Execute the following command first:
set OPENSSL_CONF=c:\OpenSSL-Win32\bin\openssl.cnf
Concerning the version "OpenSSL v0.9.8t Light", no need for the opens.cnf file, a default configuration will be taken into account.
To get (or renew or reissue) a certificate for Apache under Windows for example, you'll have to generate a CSR and its private key. To do so, we advise the use of our online wizard to execute the OpenSSL command with the adequate parameters.

Issues encountered on Windows while generating a CSR via one command

According to the version of OpenSSL you installed or to the the installation method on Windows, you may encounter error messages such as:

config or req is not recognized as an internal or external command
Check the syntax and the quotes when executing your command.

Unable to load config info from /usr/local/ssl/openssl.cnf
OpenSSL relies here on a Linux default arborescence.
Troubleshooting: execute simplified commands:

Reminder:
- To launch the command prompt, go to the start menu and execute "cmd".
- To paste the following command lines in dos command prompt, right click and select paste.
- To go to the repertory in which is installed OpenSSL, execute:
cd c:\
cd OpenSSL (or cd OpenSSL-Win32)
cd bin

The private key is generated with the following command.
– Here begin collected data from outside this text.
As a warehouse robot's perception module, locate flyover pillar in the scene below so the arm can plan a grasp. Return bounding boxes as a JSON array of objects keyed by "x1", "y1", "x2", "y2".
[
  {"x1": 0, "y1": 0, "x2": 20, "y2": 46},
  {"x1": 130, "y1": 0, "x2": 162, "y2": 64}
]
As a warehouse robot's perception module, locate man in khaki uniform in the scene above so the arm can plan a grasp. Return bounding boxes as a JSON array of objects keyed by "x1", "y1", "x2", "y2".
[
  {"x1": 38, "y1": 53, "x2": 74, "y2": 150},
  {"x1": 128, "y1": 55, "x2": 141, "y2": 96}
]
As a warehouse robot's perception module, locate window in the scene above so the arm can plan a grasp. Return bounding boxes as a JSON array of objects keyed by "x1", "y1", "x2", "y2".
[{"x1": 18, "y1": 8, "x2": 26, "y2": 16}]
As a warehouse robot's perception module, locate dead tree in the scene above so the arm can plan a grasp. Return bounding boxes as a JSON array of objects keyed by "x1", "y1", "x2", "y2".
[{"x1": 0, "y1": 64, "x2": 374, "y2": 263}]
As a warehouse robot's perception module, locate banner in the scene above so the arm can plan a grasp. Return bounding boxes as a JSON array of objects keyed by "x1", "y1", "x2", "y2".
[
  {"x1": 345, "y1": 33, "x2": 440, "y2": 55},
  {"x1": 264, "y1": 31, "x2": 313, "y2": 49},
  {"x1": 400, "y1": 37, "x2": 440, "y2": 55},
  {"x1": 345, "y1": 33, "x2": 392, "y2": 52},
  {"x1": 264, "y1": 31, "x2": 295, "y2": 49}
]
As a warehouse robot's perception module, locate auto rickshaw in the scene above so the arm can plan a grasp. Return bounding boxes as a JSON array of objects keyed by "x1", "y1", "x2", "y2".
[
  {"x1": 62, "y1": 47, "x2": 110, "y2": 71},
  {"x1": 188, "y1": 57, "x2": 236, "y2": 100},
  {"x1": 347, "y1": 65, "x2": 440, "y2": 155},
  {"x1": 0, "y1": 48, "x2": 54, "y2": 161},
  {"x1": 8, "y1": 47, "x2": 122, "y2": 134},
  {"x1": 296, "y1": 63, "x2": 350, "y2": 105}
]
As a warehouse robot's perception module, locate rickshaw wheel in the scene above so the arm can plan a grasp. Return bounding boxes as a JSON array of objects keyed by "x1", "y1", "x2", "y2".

Define a file name that suits you:
C:\OpenSSL\bin\openssl.exe genrsa 2048 > site-file.key

then use this command to generate the CSR:
C:\OpenSSL\bin\openssl.exe req -new -key site-file.key > site-file.csr

or this one:
C:\OpenSSL\bin\openssl.exe req -new -key site-file.key -config "C:\OpenSSL\openssl.cnf" -out site-file.csr
On some platforms, the openssl.cnf file that OpenSSL reads by default to create the CSR is not the right one or does not exist. In that case download ours and store it in C:\OpenSSL\openssl.cnf:

For Symantec or Thawte server certificates: openssl-dem-server-cert-thvs.cnf
For TBS X509 or Comodo server certificates: openssl-dem-server-cert.cnf
You'll be asked by the system to fill-in fileds ; Fill them in and respect the instructions (more information on Obtain a server certificate)


Country Name (2 letter code) []: (FR for example)
State or Province Name (full name) [Some-State]: (the name of your state in full letters)
Locality Name (eg, city) []: (the name of your city)
Organization Name (eg, company) []: (the name of your organization)
Organizational Unit Name (eg, section) []: (let blank - advised - or provide a generic term such as "IT department")
Common Name (eg, YOUR name) []: (the name of the site to be secured)
Email Address []: (let blank)

Let the other fields blank, they are optional.
You'll get 2 files: site-file.key and site-file.csr. Keep the private key file safe (site-file.key) and copy/paste the content of the site-file.csr file in the order form.
Warning: Do not ever give us or any other third part the private key file. It would then be compromised and the security of your site would be as well.